What is the historical context of these moves in Ukraine for independence and Putin’s determination of keep all Orthodox Churches united under Moscow’s authority?  President Vladimir Putin has maneuvered diligently in recent years to revive the idea that Moscow should be the capital for all Eastern Orthodox Christians, in effect making the Russian Orthodox Church an extension of his efforts to restore Russia’s superpower status.  As Neil MacFarquhar has argued, Putin “bolstered the church both to sell Russia as a bastion of ‘traditional values,’ and to paint his Kremlin as heir to the holy traditions of the czarist empire.”  But, the Ukrainian Church’s decision to break away from Moscow threatens that dream.  In effect, this dispute pits Constantinople against Moscow for control of Eastern Orthodoxy. The Patriarch of Constantinople, Bartholomew I, has the title of “His All Holiness, Bartholomew, Archbishop of Constantinople—New Rome and Ecumenical Patriarch.”  (According to tradition, as the “first among equals,” Bartholomew, has the authority to create new, full-fledged branches of the Orthodox church).  His opponent in all this is Patriarch Kirill I, the Moscow Patriarchate, who is also a close ally of Putin.  Several important aspects of Eastern Orthodoxy:

  1. Unlike Roman Catholicism, which sees the Bishop of Rome, the pope, as the undisputed leader of the Church, there are 14 branches of Eastern Orthodoxy, each of which enjoys significant sovereignty.

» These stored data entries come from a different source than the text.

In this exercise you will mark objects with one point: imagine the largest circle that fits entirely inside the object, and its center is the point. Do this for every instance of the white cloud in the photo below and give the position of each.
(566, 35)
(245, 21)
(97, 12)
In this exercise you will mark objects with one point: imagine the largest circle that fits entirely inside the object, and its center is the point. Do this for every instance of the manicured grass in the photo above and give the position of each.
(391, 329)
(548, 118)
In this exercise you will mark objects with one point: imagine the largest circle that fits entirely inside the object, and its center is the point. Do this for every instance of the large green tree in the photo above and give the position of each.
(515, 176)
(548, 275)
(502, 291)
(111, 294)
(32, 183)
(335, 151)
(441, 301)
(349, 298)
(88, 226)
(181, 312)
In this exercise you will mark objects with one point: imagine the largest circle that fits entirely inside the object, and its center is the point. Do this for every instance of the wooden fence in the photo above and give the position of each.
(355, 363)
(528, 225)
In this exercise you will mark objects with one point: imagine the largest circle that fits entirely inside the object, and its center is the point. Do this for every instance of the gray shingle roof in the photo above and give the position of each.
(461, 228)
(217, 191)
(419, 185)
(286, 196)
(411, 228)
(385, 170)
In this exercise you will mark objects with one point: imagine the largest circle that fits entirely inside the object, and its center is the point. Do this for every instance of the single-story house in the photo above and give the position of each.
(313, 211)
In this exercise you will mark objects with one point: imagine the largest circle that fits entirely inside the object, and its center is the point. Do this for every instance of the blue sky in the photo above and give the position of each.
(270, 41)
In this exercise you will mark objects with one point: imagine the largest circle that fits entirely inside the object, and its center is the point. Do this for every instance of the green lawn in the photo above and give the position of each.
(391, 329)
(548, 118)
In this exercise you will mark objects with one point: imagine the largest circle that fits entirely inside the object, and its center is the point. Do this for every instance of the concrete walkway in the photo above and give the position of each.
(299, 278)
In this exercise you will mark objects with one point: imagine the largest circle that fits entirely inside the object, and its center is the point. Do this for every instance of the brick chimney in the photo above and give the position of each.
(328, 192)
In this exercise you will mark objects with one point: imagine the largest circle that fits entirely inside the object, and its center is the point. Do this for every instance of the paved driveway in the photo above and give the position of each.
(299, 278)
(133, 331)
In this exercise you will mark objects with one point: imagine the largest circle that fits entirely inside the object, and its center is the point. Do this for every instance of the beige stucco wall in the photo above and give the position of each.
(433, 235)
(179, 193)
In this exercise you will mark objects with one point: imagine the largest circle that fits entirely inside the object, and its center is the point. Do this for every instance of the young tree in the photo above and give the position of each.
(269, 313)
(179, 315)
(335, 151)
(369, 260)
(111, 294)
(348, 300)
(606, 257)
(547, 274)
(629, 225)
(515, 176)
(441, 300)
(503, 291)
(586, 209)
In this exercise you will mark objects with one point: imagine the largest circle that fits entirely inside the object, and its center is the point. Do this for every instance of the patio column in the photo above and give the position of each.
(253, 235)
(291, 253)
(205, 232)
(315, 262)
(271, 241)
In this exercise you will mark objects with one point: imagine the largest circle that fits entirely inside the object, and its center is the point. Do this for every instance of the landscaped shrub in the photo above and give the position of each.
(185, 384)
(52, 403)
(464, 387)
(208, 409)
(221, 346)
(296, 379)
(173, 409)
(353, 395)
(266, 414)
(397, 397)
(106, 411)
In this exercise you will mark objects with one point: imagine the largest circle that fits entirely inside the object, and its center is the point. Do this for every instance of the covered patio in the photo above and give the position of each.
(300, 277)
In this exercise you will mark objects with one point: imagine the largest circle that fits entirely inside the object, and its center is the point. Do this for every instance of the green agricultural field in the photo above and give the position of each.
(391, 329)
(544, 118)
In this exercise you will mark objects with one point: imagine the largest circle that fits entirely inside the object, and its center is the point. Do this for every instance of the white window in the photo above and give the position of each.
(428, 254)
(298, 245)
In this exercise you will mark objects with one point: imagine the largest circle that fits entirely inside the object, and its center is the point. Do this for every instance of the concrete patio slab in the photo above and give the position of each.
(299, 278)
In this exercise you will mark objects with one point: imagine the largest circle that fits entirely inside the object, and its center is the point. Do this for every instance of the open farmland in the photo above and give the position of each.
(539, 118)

  2. The current dispute involves various interpretations of the degree of supervision over Ukraine originally granted to the Moscow patriarchate in 1686. Moscow has now suspended contacts with Bartholomew I and dropped his name from its prayer services.

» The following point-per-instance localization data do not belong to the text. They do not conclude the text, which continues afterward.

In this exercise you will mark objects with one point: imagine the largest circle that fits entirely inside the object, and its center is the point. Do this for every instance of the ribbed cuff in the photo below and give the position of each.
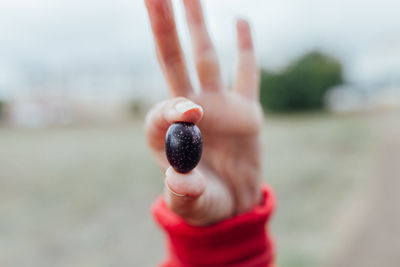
(239, 241)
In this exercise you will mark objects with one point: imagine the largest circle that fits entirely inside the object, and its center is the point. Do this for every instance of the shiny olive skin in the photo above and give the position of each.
(183, 146)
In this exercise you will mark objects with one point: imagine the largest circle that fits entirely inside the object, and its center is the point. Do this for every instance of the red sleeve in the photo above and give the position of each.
(239, 241)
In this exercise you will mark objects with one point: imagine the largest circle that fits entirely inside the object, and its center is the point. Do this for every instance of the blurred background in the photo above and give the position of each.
(76, 80)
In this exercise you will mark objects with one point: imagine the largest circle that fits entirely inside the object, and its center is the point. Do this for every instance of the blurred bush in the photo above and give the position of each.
(138, 107)
(302, 85)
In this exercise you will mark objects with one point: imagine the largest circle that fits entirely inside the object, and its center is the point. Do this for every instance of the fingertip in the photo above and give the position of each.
(190, 184)
(185, 110)
(242, 25)
(244, 34)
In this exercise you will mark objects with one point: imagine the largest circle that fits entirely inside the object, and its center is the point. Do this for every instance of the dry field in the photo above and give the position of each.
(79, 196)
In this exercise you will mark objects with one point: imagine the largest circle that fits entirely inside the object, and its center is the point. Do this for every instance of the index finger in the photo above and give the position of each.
(168, 48)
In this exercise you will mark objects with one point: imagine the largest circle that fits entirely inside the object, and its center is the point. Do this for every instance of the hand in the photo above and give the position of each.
(227, 180)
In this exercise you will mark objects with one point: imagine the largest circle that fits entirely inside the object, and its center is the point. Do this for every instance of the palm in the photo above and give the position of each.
(231, 123)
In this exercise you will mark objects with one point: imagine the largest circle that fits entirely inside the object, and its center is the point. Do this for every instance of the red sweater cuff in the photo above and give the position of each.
(239, 241)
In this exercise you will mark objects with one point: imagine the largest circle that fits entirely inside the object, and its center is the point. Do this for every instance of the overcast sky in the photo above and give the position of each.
(364, 34)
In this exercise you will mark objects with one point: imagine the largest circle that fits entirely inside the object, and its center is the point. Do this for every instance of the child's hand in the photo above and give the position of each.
(227, 180)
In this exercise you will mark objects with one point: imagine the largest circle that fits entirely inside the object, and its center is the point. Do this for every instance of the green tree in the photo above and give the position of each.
(302, 85)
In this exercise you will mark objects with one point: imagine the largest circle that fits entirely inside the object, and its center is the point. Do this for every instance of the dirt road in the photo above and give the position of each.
(374, 239)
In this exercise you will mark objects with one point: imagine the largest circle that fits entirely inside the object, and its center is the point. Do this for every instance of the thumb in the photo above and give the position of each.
(185, 194)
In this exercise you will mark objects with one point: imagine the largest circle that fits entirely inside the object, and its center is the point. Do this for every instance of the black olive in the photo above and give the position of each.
(183, 146)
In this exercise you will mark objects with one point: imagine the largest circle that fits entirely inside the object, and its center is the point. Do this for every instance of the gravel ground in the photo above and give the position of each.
(80, 195)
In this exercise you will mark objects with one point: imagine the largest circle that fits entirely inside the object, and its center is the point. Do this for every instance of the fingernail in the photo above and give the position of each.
(186, 106)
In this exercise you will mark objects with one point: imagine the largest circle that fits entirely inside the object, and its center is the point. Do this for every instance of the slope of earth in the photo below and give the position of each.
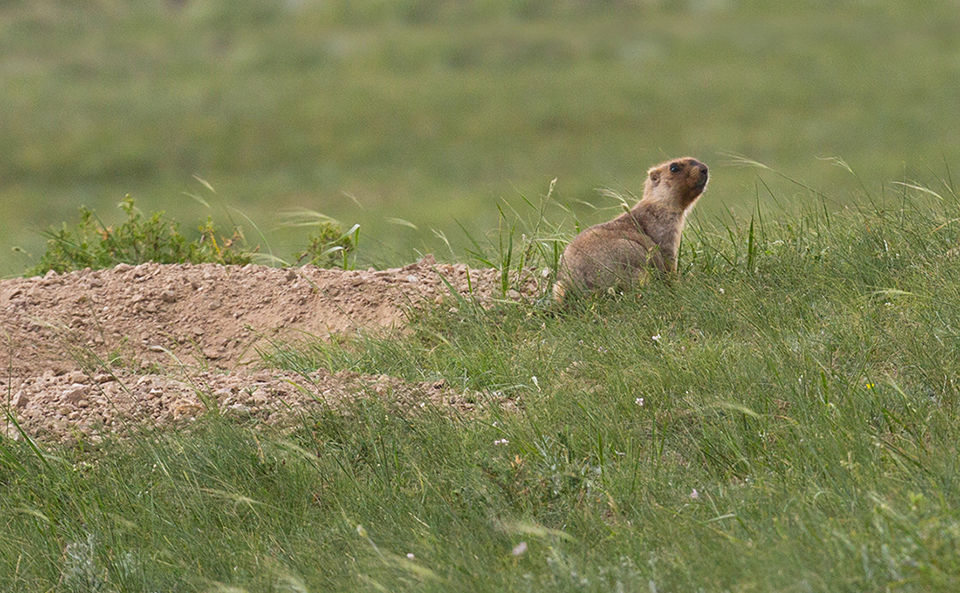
(90, 351)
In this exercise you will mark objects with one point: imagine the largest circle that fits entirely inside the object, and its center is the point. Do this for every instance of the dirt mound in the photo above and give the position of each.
(90, 350)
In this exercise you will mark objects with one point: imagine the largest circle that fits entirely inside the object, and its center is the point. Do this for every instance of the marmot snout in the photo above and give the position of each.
(619, 253)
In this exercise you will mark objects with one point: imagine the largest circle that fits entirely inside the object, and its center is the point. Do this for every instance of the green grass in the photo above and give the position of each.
(431, 111)
(781, 418)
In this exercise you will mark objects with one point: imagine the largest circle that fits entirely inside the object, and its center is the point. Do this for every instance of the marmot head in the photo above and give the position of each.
(680, 182)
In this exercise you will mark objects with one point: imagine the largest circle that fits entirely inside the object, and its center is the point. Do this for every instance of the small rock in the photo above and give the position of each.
(75, 393)
(21, 399)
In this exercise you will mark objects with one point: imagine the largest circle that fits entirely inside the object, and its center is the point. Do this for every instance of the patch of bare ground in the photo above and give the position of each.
(93, 351)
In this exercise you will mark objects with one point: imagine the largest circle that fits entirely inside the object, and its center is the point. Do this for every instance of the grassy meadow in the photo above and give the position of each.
(783, 417)
(416, 116)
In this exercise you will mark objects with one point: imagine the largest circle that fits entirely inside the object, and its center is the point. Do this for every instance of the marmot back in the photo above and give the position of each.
(619, 253)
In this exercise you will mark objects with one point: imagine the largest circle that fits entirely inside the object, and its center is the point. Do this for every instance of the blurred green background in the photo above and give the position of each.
(433, 111)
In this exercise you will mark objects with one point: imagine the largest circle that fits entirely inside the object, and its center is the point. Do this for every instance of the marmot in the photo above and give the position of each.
(618, 254)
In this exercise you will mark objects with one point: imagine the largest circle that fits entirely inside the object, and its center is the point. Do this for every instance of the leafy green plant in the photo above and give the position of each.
(90, 243)
(329, 245)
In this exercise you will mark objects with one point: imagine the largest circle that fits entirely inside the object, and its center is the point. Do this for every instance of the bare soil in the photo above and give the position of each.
(95, 351)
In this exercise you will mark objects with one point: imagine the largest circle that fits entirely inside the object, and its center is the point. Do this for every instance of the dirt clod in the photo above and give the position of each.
(92, 351)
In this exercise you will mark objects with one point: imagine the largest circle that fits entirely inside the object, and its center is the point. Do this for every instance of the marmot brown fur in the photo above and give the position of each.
(619, 253)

  3. Many in the Eastern Orthodox Church are weary of what they call “Russian arrogance and the excessively nationalistic attitude of clerics under the Kremlin’s control.” Many therefore applaud what Patriarch Bartholomew has done.
  4. The Russian Orthodox Church boasts a membership of 150 million people, with 30 to 40% of this number from Ukraine. With Ukraine’s autonomy, a smaller church for Russia would undermine Putin’s effort to call itself the protector of all Orthodox Christians and the so-called Third Rome, after the loss of Rome in the original Christian schism (in 1054) and the loss of Constantinople (now Istanbul) to the Ottoman Turks in 1453.  This loss would also blunt Putin’s effort to have Russia be the reincarnation of the old czarist Russia.

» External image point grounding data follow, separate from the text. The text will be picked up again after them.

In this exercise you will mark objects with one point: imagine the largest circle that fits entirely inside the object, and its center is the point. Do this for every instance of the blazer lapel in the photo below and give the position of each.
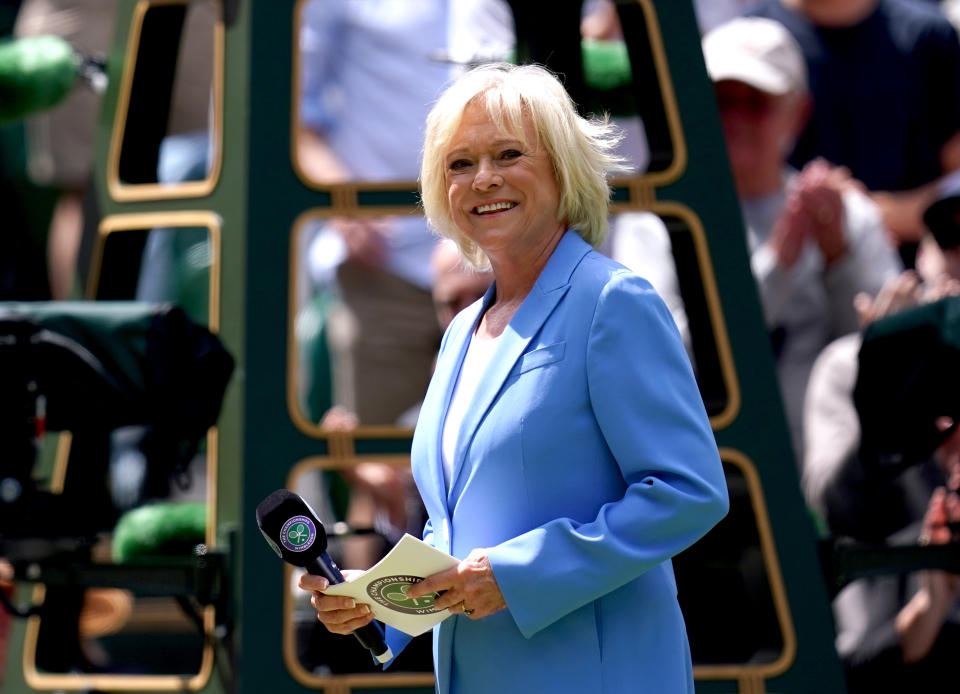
(550, 287)
(445, 375)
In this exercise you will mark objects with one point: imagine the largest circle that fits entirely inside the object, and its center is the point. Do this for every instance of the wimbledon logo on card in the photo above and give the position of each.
(391, 591)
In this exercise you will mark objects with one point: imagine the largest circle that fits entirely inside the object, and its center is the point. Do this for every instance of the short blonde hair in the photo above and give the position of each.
(581, 150)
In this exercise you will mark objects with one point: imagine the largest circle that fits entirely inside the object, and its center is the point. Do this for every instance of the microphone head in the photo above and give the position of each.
(291, 528)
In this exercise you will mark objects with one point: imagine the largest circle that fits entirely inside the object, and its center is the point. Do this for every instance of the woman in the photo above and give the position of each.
(562, 448)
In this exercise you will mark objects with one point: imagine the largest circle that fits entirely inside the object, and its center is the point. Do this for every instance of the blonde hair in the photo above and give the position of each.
(581, 150)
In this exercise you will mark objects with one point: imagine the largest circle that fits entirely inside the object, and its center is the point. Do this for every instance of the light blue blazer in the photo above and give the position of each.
(584, 464)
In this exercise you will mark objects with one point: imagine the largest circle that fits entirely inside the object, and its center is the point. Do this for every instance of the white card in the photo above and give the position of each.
(384, 586)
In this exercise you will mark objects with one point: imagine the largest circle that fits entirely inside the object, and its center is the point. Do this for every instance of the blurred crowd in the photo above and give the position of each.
(841, 120)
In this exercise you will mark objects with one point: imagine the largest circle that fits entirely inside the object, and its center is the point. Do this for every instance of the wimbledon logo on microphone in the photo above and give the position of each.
(298, 533)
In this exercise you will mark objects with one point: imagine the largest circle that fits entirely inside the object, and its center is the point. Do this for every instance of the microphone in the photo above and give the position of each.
(295, 533)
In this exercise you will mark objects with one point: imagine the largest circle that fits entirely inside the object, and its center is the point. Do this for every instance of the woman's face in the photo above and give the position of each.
(503, 196)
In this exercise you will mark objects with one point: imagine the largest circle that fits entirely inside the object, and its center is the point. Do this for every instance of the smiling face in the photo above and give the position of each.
(503, 194)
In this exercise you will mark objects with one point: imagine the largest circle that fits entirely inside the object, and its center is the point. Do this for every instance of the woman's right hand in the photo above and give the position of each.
(339, 614)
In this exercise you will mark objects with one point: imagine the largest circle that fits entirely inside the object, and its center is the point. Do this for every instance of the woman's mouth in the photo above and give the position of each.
(492, 207)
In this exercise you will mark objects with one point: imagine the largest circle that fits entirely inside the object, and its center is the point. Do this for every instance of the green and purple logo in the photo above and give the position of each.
(298, 533)
(391, 591)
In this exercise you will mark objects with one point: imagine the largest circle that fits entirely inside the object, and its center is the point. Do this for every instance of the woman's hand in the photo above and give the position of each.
(469, 587)
(339, 614)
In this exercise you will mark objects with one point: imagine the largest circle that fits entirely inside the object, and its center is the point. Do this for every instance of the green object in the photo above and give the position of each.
(161, 529)
(35, 74)
(606, 64)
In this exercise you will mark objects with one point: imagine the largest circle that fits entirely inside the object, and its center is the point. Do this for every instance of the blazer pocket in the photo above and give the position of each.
(541, 357)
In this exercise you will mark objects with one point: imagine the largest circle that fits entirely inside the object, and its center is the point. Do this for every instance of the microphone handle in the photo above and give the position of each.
(371, 635)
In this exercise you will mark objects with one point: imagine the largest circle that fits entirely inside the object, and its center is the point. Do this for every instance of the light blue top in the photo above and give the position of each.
(586, 462)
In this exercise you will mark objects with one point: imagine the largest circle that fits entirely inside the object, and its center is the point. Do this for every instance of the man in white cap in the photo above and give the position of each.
(815, 240)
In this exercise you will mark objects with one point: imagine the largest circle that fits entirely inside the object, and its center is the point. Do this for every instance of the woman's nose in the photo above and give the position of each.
(487, 178)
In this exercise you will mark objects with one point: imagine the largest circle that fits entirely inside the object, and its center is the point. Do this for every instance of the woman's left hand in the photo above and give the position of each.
(469, 587)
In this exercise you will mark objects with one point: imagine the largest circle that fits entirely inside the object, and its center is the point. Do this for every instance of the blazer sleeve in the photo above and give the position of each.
(646, 402)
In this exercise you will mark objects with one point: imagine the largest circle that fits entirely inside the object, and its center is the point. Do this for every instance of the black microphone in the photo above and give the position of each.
(295, 533)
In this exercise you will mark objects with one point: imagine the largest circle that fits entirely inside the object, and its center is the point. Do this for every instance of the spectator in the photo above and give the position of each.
(885, 78)
(815, 240)
(894, 633)
(368, 77)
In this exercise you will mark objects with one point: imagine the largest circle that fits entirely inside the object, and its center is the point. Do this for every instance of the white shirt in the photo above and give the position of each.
(479, 355)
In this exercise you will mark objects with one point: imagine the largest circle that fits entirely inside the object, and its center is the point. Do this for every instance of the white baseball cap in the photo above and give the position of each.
(756, 51)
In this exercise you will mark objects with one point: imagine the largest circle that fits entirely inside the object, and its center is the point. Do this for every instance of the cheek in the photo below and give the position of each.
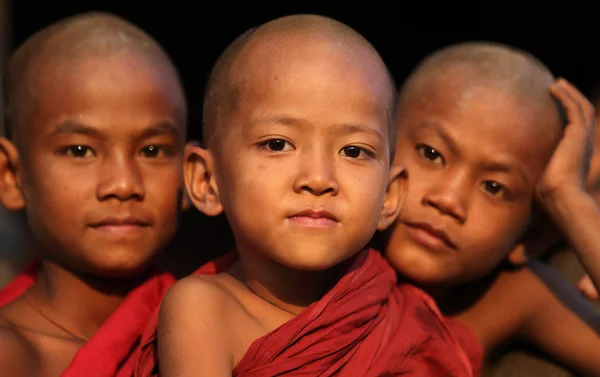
(58, 189)
(495, 233)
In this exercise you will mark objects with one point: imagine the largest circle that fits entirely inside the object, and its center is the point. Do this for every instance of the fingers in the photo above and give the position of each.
(586, 287)
(579, 109)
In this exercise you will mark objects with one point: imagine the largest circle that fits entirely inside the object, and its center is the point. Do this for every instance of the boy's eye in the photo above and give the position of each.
(352, 151)
(494, 188)
(152, 151)
(79, 151)
(430, 154)
(276, 145)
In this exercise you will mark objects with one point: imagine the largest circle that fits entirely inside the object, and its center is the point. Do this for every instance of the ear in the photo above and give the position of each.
(11, 194)
(186, 202)
(394, 196)
(542, 236)
(518, 255)
(200, 183)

  5. Putin and Patriarch Kirill I speak frequently of the “Russian World” of one people, one church and one culture. Granting independence to the Ukrainian Orthodox Church ruptures the last significant imperial link to Ukraine and could thereby inspire other churches to seek independence.

Eastern Orthodoxy teaches that it is the one true church on earth, tracing its origins back to the apostolic church in unbroken succession.  The implication of this position is that both Roman Catholics and Protestants have departed from the true church and the true faith.  From Eastern Orthodoxy’s perspective, in the Great Schism of 1054, the Western Church centered in Rome, left the “mother Church” of the East.  This formal break between Western and Eastern Christianity continues today.  From Russia’s perspective, when the Ottoman Turks succeeded in their conquest of Constantinople (modern day Istanbul), the center of the Eastern Orthodox Church shifted to Moscow, which then assumed the position of the Third Rome, insisting that it was the new center of Eastern Orthodoxy.  That perception today informs Patriarch Krill I of Moscow and Vladimir Putin.  They do not see Ukraine’s decision to be independent from the Moscow Patriarchate as legitimate.  This development threatens entirely Vladimir Putin’s vision of restoring the greatness of imperial, czarist Russia, linked forcefully with Russian Orthodoxy, the glue of the new Russian empire.  The authority of the Russian Orthodox Church is to serve the political power and goals of the new “Russian Czar”—Vladimir Putin.  This is what happens when the church is linked resolutely to the state:  The church ends up serving the state.

See The Economist (20 October 2018), p. 51; Neil MacFarquhar in the New York Times (8 October 2018); and James Maron in the Wall Street Journal (12 October 2018).